Back then, the James Bond franchise was wheezing along with the much-maligned Die Another Day . When xXx arrived, says Diesel, “they went grittier – hired a new Bond and relaunched that franchise with Casino Royale to try to speak to that grittiness that Xander had. But beyond that, all the other secret agent movies failed to be truly contemporary.”
It’s a bold claim, when you consider the Jason Bourne and Mission: Impossible movies. But then the 50-year-old Diesel has a point: Bond, Bourne and M.I.’s Ethan Hunt are still all Caucasian heroes frequently fighting foreign assailants.
On the other hand, xXx: Return of Xander Cage represents something modern: not in its story so much – with agents chasing after a gadget called Pandora’s Box – but in the multicultural casting. From Bollywood’s Deepika Padukone to Asian stars Kris Wu Yifan, Donnie Yen Ji-dan and Tony Jaa, the new sequel is a Diesel dream come true.

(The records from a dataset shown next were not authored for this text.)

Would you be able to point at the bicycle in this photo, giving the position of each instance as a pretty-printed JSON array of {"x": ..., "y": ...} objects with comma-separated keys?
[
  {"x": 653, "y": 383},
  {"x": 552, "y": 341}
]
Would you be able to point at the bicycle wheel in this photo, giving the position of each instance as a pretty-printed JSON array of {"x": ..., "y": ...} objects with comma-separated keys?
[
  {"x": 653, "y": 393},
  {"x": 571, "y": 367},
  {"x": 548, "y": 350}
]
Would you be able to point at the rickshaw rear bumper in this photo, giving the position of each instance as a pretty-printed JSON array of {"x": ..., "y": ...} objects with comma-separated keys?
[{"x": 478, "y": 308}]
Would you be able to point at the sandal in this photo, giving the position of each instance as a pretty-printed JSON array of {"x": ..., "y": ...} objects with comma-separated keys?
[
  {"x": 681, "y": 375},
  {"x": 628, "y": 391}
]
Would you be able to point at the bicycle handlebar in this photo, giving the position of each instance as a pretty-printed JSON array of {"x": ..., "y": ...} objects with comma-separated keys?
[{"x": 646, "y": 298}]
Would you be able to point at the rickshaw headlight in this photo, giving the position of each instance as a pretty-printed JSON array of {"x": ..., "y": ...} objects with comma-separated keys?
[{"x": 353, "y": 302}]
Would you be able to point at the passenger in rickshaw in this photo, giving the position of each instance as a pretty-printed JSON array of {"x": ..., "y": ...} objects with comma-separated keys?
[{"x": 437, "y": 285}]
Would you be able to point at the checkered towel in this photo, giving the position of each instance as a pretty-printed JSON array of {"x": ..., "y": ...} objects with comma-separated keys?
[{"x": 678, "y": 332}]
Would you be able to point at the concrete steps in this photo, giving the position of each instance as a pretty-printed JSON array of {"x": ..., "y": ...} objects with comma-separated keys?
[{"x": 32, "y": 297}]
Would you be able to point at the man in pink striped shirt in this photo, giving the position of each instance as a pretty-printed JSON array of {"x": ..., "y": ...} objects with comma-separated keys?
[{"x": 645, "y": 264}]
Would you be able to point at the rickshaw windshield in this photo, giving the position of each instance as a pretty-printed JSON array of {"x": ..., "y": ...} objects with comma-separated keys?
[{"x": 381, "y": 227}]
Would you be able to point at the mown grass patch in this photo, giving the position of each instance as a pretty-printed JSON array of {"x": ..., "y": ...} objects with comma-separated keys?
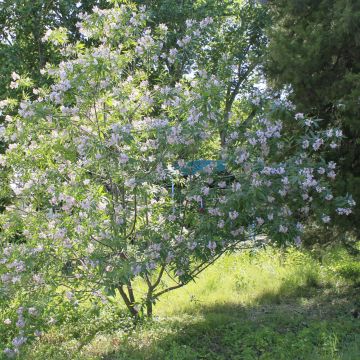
[{"x": 269, "y": 305}]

Much of it he puts down to the success of The Fast and the Furious, his all-action franchise that tapped into hitherto underserved markets by casting across continents. Diesel wanted the same for xXx. “The idea was to create a cast that knew no boundaries and didn’t allow the restraints of Hollywood to hold us back from casting in a truly international way,” he says. “We scoured the Earth for the cast that lives in this movie. It’s a global cast for a global audience.”